December 29 2022: Stocks in Asia fell Thursday as fresh concerns about the spread of Covid-19 from China weakened risk appetite in one of the final trading days of the year, reported by Bloomberg.
Equity benchmarks in Japan, China, Australia and South Korea fell on thin trading volume, with Hong Kong tech stocks among the hardest hit corners of the market. European stock futures dropped and contracts for the S&P 500 fluctuated after the index slid 1.2% to the lowest level in more than a month.
New Zealand 10-year government bond yields climbed while Treasury yields of the same maturity fell slightly after rising in the prior session. The yen strengthened as the Bank of Japan’s announcement of unscheduled rounds of bond purchases failed to ease speculation that the central bank would further pare its stimulus.

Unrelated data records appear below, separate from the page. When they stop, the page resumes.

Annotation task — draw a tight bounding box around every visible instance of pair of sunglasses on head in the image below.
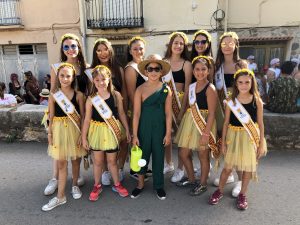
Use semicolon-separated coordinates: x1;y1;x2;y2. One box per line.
63;44;78;51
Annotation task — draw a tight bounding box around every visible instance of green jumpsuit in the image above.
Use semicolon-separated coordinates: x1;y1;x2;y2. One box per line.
138;84;168;190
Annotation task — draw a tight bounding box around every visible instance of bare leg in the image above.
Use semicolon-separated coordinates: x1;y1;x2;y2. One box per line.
57;160;68;199
93;151;105;185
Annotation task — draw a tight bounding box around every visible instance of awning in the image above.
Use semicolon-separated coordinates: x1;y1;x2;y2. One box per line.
239;36;293;42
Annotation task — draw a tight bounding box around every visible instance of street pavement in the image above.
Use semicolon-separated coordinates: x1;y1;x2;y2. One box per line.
0;142;300;225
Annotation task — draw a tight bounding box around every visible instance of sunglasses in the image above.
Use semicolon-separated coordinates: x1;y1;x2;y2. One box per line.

Appetite for risk waned on news that the US would require inbound airline passengers from China to show a negative Covid-19 test prior to entry. In Italy, health officials said they would test arrivals from China and said almost half of passengers on two flights from China to Milan were found to have the virus.

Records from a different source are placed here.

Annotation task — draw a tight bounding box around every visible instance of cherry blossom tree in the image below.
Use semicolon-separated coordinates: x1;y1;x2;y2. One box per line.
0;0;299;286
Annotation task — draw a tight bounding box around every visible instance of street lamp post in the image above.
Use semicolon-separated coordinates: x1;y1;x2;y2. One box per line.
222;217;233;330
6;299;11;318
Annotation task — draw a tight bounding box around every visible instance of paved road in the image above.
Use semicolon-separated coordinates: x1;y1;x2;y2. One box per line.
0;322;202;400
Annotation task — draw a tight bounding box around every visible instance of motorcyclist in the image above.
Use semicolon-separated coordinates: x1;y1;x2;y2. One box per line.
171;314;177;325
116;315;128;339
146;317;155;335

The prospect of further pandemic disruption to fragile supply chains as central banks grapple to bring inflation under control damped sentiment in the final trading week of 2022 after a brutal year for financial markets. Global equities have lost a fifth of value, the largest decline since 2008 on an annual basis, and an index of global bonds has slumped 16%. The dollar has surged 7% and the US 10-year yield has jumped to above 3.8% from just 1.5% at the end of 2021.

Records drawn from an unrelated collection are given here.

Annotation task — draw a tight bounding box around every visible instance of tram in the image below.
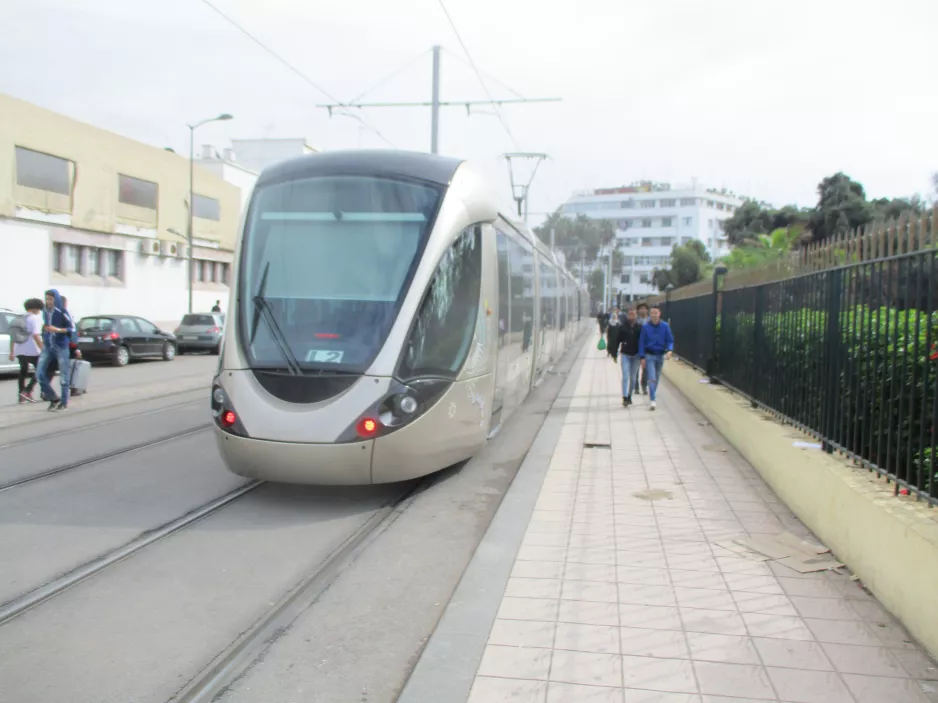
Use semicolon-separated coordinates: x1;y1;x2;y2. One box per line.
211;150;591;485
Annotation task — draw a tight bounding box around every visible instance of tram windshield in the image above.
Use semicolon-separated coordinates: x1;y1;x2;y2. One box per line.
238;176;442;374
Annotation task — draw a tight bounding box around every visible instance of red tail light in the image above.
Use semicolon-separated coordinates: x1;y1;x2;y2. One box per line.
355;417;378;439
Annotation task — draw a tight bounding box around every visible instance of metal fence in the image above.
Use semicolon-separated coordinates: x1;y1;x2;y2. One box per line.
670;245;938;504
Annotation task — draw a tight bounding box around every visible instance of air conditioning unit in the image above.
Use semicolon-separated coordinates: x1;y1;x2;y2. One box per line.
160;242;183;259
140;239;161;256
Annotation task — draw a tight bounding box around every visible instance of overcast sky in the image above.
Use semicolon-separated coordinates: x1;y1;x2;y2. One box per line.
0;0;938;224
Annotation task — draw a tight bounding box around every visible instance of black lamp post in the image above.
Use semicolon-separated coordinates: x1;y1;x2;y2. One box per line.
707;264;728;383
186;112;234;312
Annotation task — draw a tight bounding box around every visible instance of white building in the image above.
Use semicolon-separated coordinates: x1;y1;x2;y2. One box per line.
562;182;743;300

Hong Kong removed limits on gatherings and testing for travelers in a further unwinding of its last major Covid rules, offering a boost to the global economy but sparking concerns it would amplify inflation pressures and prompt US policy makers to maintain tight monetary settings.
China’s reopening “complicates the Fed’s job with respect to putting a little bit of a bid under oil prices, putting a little bit of a bid under inflation globally, to aggregate demand,” said Sameer Samana, senior global market strategist for Wells Fargo Investment Institute, on Bloomberg TV. “That’s going to be one of the biggest things that we’ll be watching in the first half.”
Data released Wednesday showed the Federal Reserve’s aggressive tightening policy has taken a toll on the housing market. US pending home sales fell for a sixth consecutive month in November to the second-lowest on record. Borrowing costs have roughly doubled since the start of the year and home sales have been declining for months.
Elsewhere in markets, oil dipped amid thin liquidity as investors weighed the fallout from a Russian ban on exports to buyers that adhere to a price cap.
“We expect the economy to slow materially or enter recession at some point in 2023,” wrote Nancy Tengler, CEO and chief investment officer at Laffer Tengler Investments.
“A severe recession would be bearish for stocks, yet given the resilience of the US economy and the tight labor market, we are expecting a slowdown or shallow and brief recession. That could allow stocks to rally in the second half of 2023,” she said.